Okçu tepesine çıkıyorum. Buradan sakın ayrılmayın deyişini duyuyorum erlerine. Bir anlık gafletin yola açtıklarını… Rasul öldü nidalarıyla Uhud’a çöken dramı. Kargaşa ve hezimeti sonra… Ebu Süfyan’ın büyük komutanını Halid Bin Velid’i görüyorum elinde kılıcı. Yenilginin acısıyla dönüp gelişini ve verdiğimiz yetmiş şehidi.
Uhud içimizde onulmaz yara… Ömer’in haykırışını duyuyorum.
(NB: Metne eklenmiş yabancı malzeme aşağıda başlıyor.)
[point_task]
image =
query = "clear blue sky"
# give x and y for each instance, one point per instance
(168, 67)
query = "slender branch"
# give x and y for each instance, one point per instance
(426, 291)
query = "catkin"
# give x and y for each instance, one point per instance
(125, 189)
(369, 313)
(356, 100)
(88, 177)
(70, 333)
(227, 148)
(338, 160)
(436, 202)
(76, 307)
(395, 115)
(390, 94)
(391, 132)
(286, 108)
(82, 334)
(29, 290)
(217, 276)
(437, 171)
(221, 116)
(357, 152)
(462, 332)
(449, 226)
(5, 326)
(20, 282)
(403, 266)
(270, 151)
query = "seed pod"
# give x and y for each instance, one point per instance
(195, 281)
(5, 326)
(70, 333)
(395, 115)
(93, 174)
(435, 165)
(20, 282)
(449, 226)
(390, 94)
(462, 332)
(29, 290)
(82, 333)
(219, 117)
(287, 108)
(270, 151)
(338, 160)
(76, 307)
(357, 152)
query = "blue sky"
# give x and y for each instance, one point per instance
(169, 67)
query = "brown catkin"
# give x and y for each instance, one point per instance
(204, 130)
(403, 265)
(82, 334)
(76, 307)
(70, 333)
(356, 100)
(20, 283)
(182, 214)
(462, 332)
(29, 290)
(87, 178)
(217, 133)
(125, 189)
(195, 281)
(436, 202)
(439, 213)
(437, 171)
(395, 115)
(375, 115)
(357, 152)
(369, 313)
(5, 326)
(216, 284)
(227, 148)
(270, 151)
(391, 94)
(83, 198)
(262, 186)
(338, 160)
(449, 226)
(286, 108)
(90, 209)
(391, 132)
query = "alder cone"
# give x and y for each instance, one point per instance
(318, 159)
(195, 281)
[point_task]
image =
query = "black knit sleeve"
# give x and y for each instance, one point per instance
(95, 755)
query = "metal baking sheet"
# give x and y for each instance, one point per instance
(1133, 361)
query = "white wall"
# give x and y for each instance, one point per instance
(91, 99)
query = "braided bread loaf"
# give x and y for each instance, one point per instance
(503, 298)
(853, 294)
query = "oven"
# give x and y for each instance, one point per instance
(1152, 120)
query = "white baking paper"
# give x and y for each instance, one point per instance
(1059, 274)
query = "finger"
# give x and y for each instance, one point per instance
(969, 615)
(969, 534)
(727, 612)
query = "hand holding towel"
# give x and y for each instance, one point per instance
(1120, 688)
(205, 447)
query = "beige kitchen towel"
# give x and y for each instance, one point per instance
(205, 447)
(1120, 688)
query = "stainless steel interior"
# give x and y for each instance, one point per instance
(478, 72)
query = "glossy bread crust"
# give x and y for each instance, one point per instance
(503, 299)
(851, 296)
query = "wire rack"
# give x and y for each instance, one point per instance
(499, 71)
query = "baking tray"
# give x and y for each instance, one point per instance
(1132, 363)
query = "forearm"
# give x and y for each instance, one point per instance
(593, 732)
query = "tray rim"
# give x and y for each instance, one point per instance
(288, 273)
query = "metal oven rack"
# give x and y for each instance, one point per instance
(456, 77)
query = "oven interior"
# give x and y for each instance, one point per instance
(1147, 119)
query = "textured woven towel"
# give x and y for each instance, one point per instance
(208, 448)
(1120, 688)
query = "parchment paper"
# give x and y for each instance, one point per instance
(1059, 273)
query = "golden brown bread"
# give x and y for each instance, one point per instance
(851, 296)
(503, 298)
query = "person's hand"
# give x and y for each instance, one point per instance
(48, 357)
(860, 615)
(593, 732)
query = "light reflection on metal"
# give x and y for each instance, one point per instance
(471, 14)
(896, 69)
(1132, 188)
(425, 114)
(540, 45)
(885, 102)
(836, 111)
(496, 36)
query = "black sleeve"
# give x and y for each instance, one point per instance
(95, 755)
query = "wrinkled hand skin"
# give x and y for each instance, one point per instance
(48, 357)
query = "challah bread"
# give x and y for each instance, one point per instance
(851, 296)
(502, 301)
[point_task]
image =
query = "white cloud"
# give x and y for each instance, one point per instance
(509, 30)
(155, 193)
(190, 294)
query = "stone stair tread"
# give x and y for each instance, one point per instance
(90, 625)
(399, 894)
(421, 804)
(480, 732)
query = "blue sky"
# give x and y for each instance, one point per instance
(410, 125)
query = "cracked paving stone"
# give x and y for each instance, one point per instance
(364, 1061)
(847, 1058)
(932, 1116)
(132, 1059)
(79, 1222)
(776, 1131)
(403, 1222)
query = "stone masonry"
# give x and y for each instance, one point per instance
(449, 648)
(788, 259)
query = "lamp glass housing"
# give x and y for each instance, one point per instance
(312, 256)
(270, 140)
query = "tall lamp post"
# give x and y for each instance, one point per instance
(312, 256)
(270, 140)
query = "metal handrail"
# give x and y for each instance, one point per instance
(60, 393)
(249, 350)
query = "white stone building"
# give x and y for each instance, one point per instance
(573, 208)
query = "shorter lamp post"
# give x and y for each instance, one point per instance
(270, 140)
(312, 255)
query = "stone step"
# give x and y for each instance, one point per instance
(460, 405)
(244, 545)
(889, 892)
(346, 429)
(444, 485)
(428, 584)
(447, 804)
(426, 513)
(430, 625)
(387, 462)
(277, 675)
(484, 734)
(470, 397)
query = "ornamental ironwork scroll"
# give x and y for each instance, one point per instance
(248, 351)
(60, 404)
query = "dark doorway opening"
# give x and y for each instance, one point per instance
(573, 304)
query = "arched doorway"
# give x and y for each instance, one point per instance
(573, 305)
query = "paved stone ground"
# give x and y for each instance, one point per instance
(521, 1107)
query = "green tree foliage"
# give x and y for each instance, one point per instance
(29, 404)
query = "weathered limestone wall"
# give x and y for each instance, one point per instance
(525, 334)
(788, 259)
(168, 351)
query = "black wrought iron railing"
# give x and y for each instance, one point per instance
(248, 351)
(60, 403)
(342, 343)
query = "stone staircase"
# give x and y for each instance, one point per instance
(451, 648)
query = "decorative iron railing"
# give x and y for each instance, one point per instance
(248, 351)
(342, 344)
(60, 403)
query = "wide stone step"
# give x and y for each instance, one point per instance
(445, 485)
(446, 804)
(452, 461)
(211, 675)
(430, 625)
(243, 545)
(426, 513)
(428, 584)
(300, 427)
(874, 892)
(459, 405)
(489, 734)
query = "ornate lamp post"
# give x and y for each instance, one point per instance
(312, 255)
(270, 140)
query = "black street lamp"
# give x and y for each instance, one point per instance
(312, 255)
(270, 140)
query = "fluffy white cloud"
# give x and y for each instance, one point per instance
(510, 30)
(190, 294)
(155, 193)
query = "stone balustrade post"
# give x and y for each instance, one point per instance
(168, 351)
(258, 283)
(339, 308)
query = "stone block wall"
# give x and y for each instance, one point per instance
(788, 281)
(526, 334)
Süfyan’ın adamlarına… Bizim şehitlerimiz cennete gitti! Sizinkiler cehenneme! (İçimde binlerce amin!)
Halid Müslüman oldu ellerinde Ya Nebi!
Ya biz? Kabul olur mu Halid’çe telafilerimiz?
Kolay değil vefanın adresinden ayrılmak! Şehirlerin anası dediğin Mekke’ye sefer vaktidir. Mekke’yi o kadar severdin ya Ey Allah’ın Elçisi… Bizimlesin! İşte orada! İhramını giymiş, ashabına seslenirken, “Allah’ın evini ziyaret etmeye gidiyoruz. Hazırlanın” derken görüyorum seni. Ashabın sevinç nidalarını duyumsuyorum. Mekke şarkıları söyleniyor. Bir istek, coşku ve sevinç heyulası semaya yükseliyor.
Aranızdayım Ya Nebi! Klimalı otobüslerle değil, yalın yapıldak, yollara düşmek istiyorum müsaade buyur. Altı saatte değil, on altı günde sarp kayalıklar, susuz çöller aşarak, susuzluktan kurumuş dudaklarımla, nasır tutmuş ayaklarımla ve günahlarımı eriterek…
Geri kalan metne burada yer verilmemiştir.